Are We Truly Preparing the Next Generations Workforce?

Are We Truly Preparing the Next Generations Workforce?

By Mercer Hall

In some hemispheres of the educational world, everything old is new again. The hands-on, exploratory model of Montessori schools is enjoying a renaissance in maker faires and project-based learning. The trade-based model of vocational schools is also receiving renewed attention as computer and healthcare industries crave trained experts.

At the state level, however, testing mandates are denying these promising academic trends. Instead, they are imposing a centralized Common Core curriculum that enforces a commoditized set of standards. These benchmarks seek to raise learning expectations by ratcheting up the educational rigor.

The “Common Chore”:

Only two states so far have released their Common Core results. The initial scores from New York and Kentucky are appalling. “Passing” rates in both states fell by about 30 percentage points. As Steve Nelson, head of the Calhoun School in Manhattan, notes in the Huffington Post, “The shift from the wrong-headed policies of No Child Left Behind to the new Common Core and its tests is nothing more than rearranging the deck chairs on the titanic failure of education in America.”

The danger of cookie-cutter tests is that the job market is not one-size-fits-all. Rigid standards do not equip graduates with authentic skills for an emerging workforce. Few employers are clamoring for rote employees who eschew initiative and shrink from responsibility.

The proper direction for states is to free up control back to individual schools and to focus on contemporary skills that are critical to the coming job market. Businesses can benefit enormously by hiring young people who possess the following leading-edge attributes, none of which can be assessed through bubble-sheet tests:

Entrepreneurial Thinking:

Entrepreneurship is both a skillset and a mindset. Building a business from the ground up involves planning, branding, marketing, media literacy, and financial know-how. Entrepreneurship also instills values of leadership, initiative, goal setting, and grit. Letting students practice this start-up mentality will help them cultivate the ethics of proactive thinking. EdSurge, for example, describes a new Incubator School in Los Angeles that will incorporate flexible periods, design studios, and 1:1 technology to tap into students’ wells of invention and passion.

Coding Literacy:

Computers admittedly are not new. But the ubiquity of current technology means that every facet of modern living is governed by the running of a program. Teaching students to write computer code involves logic, structure, and attention to detail. Programming combines the analytical proofs of mathematics with the idiomatic syntax of grammar. It teaches cause-and-effect outcomes, if-then relationships, and sequential reasoning.

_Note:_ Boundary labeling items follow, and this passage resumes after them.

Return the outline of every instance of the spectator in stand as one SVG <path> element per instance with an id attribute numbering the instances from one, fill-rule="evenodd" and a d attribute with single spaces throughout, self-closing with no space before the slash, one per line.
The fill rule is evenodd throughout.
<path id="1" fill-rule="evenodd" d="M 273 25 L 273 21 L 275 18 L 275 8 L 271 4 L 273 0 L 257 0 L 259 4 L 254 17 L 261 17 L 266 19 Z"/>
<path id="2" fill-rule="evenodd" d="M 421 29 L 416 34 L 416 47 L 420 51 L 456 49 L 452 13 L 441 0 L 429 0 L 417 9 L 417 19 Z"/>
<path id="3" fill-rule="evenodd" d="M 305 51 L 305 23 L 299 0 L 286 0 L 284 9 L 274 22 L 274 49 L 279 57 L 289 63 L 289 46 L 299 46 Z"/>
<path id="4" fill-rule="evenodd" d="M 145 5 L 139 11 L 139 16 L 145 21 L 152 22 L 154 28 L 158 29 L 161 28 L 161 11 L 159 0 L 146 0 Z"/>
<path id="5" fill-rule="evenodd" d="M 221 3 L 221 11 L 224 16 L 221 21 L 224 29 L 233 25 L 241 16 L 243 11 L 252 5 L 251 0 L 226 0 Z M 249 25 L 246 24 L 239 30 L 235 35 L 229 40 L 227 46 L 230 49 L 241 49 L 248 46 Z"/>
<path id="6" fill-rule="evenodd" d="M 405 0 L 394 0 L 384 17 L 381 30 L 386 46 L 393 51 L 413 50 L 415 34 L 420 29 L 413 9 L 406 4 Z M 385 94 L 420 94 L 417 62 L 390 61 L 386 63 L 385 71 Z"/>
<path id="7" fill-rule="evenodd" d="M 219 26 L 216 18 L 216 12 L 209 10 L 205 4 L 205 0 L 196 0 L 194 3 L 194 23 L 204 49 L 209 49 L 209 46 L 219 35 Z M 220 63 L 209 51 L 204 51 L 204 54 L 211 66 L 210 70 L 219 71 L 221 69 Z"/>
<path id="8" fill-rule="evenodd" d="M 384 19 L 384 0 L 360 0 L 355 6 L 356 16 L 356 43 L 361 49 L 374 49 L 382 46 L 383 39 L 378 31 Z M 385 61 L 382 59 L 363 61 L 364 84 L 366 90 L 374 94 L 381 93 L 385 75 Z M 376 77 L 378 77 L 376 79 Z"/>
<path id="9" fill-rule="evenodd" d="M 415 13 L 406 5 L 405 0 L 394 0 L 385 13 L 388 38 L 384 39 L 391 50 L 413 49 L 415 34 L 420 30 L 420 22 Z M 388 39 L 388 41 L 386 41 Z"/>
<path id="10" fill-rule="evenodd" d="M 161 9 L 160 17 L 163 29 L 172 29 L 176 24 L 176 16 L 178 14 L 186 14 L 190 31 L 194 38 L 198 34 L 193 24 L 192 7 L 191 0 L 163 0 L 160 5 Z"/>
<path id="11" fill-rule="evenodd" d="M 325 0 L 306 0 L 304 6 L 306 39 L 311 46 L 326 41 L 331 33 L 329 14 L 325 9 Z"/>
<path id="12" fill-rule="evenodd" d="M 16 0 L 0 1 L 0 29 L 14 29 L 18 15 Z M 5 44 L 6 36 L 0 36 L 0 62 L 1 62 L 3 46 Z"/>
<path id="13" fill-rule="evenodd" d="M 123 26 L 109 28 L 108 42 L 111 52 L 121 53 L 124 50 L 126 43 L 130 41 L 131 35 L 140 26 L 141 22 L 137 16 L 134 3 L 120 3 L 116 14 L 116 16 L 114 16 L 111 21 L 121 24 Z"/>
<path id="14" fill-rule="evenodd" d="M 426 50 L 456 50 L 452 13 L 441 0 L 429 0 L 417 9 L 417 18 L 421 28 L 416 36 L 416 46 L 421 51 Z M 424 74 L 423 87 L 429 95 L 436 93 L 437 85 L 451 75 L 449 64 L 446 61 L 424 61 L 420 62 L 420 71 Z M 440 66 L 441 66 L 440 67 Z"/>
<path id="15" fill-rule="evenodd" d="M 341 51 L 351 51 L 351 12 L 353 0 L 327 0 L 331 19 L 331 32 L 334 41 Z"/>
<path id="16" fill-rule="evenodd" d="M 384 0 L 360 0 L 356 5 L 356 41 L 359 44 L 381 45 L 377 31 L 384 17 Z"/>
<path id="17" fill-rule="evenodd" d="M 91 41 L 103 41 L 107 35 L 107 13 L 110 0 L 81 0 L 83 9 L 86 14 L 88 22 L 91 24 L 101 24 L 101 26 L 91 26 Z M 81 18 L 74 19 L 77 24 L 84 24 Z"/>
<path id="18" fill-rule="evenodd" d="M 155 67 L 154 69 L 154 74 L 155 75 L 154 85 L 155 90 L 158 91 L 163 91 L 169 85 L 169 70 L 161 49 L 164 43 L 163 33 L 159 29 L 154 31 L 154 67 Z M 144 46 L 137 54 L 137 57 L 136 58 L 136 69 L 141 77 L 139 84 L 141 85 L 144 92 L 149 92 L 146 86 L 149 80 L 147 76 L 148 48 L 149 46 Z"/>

Whether or not a graduate pursues a technical career, a grounding in digital languages will pull back the curtain on opaque functions and give every worker a sense of ordered thinking.

Reading Visual Inputs:

Information today is highly visual. Americans receive most of their cognitive stimuli via images and moving pictures. From smartphones to tablets, infographics to animations, video games to Google Glass, content delivery is primarily an optic endeavor. Learners, therefore, need the skills to parse these graphic streams. Often called graphicacy, this is the ability to encode and decode images. Instruction in this field ranges from time-honored exercises in maps and pie charts to cutting-edge activities in data visualizations and 3D renderings.

Exploiting Networks:

Social media is no longer just the playground of celebrities and tweens. Interpersonal networks are at the forefront of curating information and cultivating relationships. Businesses, for their part, thrive on these same dynamics. As Chief Digital Officer at Columbia University Sree Sreenivasan says, “Always Be Collecting.” He means that by nimbly negotiating RSS feeds, Twitter followers, and blog rolls, employees can uncover niche discoveries and potential collaborators that will enhance a service economy.

Active Learning:

Teachers and employers alike attest that they want to work with hands-on, imaginative minds. Yet little in a carbon-copy classroom nurtures this sense of creativity. Active learning refers to discovery. It makes enrichment an everyday activity through open-ended projects. Tinkering and experimenting help foster originality, which is paramount now that content is essentially free. Worksheets and lectures are the opposite of motivation and inspiration. Schools can establish makerspaces to make kinetic creation a regular part of the student experience.

With all of these changes taking place in both academia and industry, the question becomes: Instead of training kids for a modern workforce, maybe companies should design a workplace fit for today’s digital natives. In other words, maybe corporations should work backwards. They can pinpoint the unique skills that a rising cohort of thinkers will possess and then tap into those talents to transform their business climates.